Research project using machine learning for DNA tagging (2019)
As part of a graduate-level machine learning course, my group and I decided to classify nanoscale barcode images using a variety of classical and novel machine learning techniques. Using techniques such as Naive Bayes, Random Forest, Extreme Gradient Boosted Random Forest, Support Vector Machines with multiple kernels, and Convolutional Neural Networks (CNN), we were able to classify the images at around 75% accuracy with CNNs. Some of the challenges we faced included extremely noise data (some of the barcodes physically overlapped with each other) and efficiently training our models on an extremely large dataset.
The identification and differentiation of a large number of distinct biological molecular compounds is a major challenge in biomedical science. In recent years, fluorescence microscopy has become an essential tool in biology due to its ability to tag nanometer and micrometer-sized entities using fluorophores. Unfortunately, limited availability of good, spectrally-differentiable, and biocompatible fluorophores have prevented practical large-scale multiplexing in fluorescence microscopy.

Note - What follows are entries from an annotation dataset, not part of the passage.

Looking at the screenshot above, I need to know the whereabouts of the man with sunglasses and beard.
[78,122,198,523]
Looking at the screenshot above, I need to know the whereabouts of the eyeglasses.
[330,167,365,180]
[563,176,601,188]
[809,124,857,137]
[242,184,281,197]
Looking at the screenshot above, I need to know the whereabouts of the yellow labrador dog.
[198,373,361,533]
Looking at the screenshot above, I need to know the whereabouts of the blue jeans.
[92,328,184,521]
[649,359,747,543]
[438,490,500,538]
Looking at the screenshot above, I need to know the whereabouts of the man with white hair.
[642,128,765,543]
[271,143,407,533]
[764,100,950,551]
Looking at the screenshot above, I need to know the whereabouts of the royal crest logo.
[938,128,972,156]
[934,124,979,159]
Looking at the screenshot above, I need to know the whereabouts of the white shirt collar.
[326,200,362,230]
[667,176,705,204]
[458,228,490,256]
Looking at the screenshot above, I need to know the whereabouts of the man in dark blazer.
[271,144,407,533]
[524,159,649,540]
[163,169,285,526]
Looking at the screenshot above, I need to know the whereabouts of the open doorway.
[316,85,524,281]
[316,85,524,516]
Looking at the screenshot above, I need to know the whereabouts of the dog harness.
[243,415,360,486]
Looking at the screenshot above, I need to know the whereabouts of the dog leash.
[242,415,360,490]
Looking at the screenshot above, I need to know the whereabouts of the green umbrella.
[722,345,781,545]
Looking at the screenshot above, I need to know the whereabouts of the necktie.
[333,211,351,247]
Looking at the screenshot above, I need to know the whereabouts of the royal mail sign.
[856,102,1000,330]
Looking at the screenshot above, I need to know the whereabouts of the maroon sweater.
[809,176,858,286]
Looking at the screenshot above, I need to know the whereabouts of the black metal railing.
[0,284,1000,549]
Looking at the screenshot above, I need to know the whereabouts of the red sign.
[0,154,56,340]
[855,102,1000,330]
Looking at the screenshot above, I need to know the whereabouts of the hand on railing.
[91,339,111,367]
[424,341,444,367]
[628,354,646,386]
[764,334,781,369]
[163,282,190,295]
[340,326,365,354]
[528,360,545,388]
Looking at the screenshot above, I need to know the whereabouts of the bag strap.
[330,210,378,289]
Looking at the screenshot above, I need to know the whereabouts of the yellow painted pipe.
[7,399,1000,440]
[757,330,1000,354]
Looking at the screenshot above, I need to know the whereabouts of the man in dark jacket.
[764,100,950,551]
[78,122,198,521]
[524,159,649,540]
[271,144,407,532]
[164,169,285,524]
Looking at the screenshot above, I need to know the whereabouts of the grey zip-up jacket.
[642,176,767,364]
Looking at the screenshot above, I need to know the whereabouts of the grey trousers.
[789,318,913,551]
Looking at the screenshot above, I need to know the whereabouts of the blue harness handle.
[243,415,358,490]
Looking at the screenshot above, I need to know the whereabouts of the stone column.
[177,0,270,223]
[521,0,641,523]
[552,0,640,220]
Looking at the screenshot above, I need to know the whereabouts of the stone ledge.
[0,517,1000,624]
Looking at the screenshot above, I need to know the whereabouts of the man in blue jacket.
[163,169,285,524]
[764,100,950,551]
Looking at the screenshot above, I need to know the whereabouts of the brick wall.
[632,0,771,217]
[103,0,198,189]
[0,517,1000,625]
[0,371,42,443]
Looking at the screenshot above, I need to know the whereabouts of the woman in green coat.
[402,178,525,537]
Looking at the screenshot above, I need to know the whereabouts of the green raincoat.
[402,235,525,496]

Our project attempts to classify 13 visually distinguishable fluorescent tags (barcodes) that arise from an assembly of 5 modular DNA origami monomers using standard machine learning techniques as well as deep learning approaches. Current methods generate multiple barcodes in a single image, have a lot of noise, and rely on either color or manual classification, which can be slow and cumbersome. Our system automates this process by segmenting data sample images using blob detection and classifying the individual barcodes using these models: Naive Bayes, Support Vector Machine, Random Forest, and Convolutional Neural Net (CNN). We evaluate each and use the most accurate classifier to identify the barcodes.

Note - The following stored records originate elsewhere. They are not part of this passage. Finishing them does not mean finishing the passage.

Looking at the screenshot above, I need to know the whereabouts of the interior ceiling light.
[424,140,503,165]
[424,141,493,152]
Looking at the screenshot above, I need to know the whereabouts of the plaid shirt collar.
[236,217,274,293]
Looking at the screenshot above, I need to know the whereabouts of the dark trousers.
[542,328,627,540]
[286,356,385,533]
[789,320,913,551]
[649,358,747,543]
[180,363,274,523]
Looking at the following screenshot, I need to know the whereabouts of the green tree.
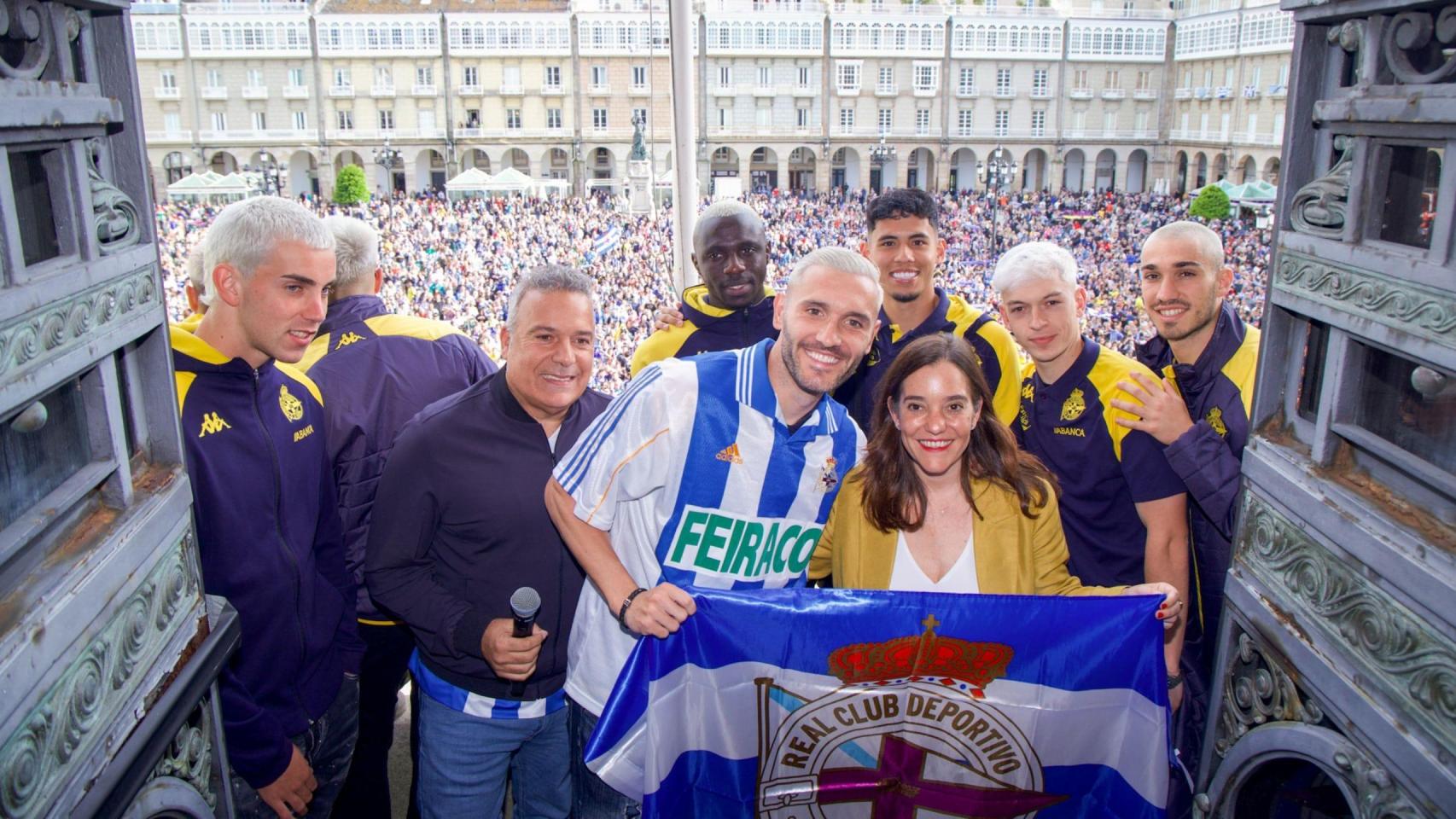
[334,165,370,205]
[1188,185,1229,221]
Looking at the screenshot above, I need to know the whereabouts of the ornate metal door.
[1198,0,1456,819]
[0,0,237,816]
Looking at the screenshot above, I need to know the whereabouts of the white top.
[889,531,981,595]
[555,342,864,714]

Our results show Adagrad CNN has the highest accuracy rate (85% during training, 75% during validation). The Support Vector Machine and Random Forest approaches also yielded similar, albeit slightly worse results and Naive Bayes yielded the lowest accuracy rate (55%).
The barcode image samples are provided to us by PhD Candidate Victor Pan, a student in the Department of Biomedical Engineering at Georgia Tech.